Where to Start with Nan Shepherd
Nan Shepherd was a Scottish writer who spent her life in Aberdeen and her free time walking into the Cairngorm mountains. She published three novels and a book of poetry in the late 1920s and early 1930s, then fell largely silent for decades. Her masterpiece, The Living Mountain, was written during the Second World War but lay in a drawer until 1977. Today it is recognized as one of the finest works of nature writing ever produced. Shepherd’s prose is spare, luminous, and precise, and her philosophy of the mountain, that you should go into it rather than up it, has influenced a generation of writers, walkers, and thinkers. Her face appears on the Scottish five-pound note.
Start here
The Living Mountain
Nan Shepherd · 160 pages · 1977 · Easy
Themes: mountains, embodiment, patience, landscape, perception
Nan Shepherd spent a lifetime walking into the Cairngorm mountains of Scotland. Not climbing them, not conquering them, but walking into them, the way you might walk into a conversation. She wrote this book during the Second World War, then put the manuscript in a drawer for over thirty years before it was finally published.
Why Start Here
The Living Mountain is Shepherd’s masterpiece and the only book you need to understand why she matters. It rejects the entire tradition of mountaineering literature, the obsession with summits and conquest, and replaces it with something far more subversive: attention without ambition. She walks into the Cairngorms not to reach the top but to know the mountain from the inside, through its water, its granite, its frost, its light.

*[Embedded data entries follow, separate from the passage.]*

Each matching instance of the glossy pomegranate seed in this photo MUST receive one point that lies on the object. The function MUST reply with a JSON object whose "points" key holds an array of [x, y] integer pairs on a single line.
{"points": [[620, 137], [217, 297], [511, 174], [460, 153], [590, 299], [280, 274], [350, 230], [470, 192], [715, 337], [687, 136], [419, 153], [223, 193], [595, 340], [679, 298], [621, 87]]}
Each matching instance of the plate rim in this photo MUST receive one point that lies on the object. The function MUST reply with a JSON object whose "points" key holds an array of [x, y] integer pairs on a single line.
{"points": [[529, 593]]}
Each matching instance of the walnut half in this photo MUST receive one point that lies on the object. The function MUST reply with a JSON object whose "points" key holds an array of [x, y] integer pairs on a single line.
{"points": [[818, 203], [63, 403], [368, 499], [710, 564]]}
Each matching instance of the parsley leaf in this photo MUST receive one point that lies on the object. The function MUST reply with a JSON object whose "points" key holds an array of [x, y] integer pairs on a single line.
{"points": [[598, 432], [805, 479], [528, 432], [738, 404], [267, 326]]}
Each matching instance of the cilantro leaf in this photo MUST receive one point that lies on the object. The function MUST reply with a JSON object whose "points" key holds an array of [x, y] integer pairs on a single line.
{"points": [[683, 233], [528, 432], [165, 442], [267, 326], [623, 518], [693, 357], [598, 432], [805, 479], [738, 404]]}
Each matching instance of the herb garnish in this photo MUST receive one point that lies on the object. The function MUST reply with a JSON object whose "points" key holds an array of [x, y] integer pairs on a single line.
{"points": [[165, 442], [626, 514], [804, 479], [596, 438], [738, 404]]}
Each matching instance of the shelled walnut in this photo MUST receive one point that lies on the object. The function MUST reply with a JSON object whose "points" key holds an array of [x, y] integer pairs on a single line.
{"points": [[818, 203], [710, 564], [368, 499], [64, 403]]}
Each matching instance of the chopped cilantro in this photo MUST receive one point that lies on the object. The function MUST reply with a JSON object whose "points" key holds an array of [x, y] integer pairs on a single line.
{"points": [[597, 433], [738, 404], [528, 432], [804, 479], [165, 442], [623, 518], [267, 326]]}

The prose is extraordinary. Shepherd writes about rock and weather with the economy of a poet, and every sentence carries weight. Robert Macfarlane, who wrote the introduction to the modern edition, calls it one of the greatest nature books of the twentieth century. At just over a hundred pages of Shepherd’s own text, it is a book you can read in an afternoon but will think about for years. It distills a lifetime of attention into a form so concentrated that every paragraph shines.
What to Expect
A slim, meditative book organized by aspects of the mountain: the plateau, the water, the frost, the air, the living things. Shepherd’s prose is precise and luminous. There is no narrative arc, no drama, just the accumulation of careful observation until the mountain feels fully alive on the page. At 160 pages including the introduction, this is one of the shortest and most rewarding nature books in existence.
Alternatives
Nan Shepherd · 224 pages · 1928 · Moderate
Martha Ironside grows up in rural Aberdeenshire at the turn of the twentieth century. When she wins a place at university, her decision is met with hostility and bewilderment by her working-class family. The novel follows her intellectual and emotional awakening as she navigates a world that rarely grants women the space to think for themselves.
Why This One
If you come to Shepherd through The Living Mountain and want more of her voice, The Quarry Wood reveals a different dimension of her talent. This is Shepherd as a novelist: sharp, witty, and deeply attentive to the inner lives of women who refuse to be small. The landscape of northeast Scotland is as much a character as Martha herself, and Shepherd writes about both with the same luminous precision she later brought to the Cairngorms.
Published in 1928, the novel was praised by critics but overlooked for decades. It deserves to be read alongside the great modernist novels of the period. Shepherd’s prose is quieter than Woolf’s or Lawrence’s, but her insight into the cost of female independence in a constrained society is just as piercing.
What to Expect
A character-driven novel set in the Scottish countryside, with Shepherd’s trademark attention to landscape woven through every scene. The pace is deliberate, the prose precise, and the emotional landscape rich. At 224 pages, it reads quickly once you settle into its rhythm.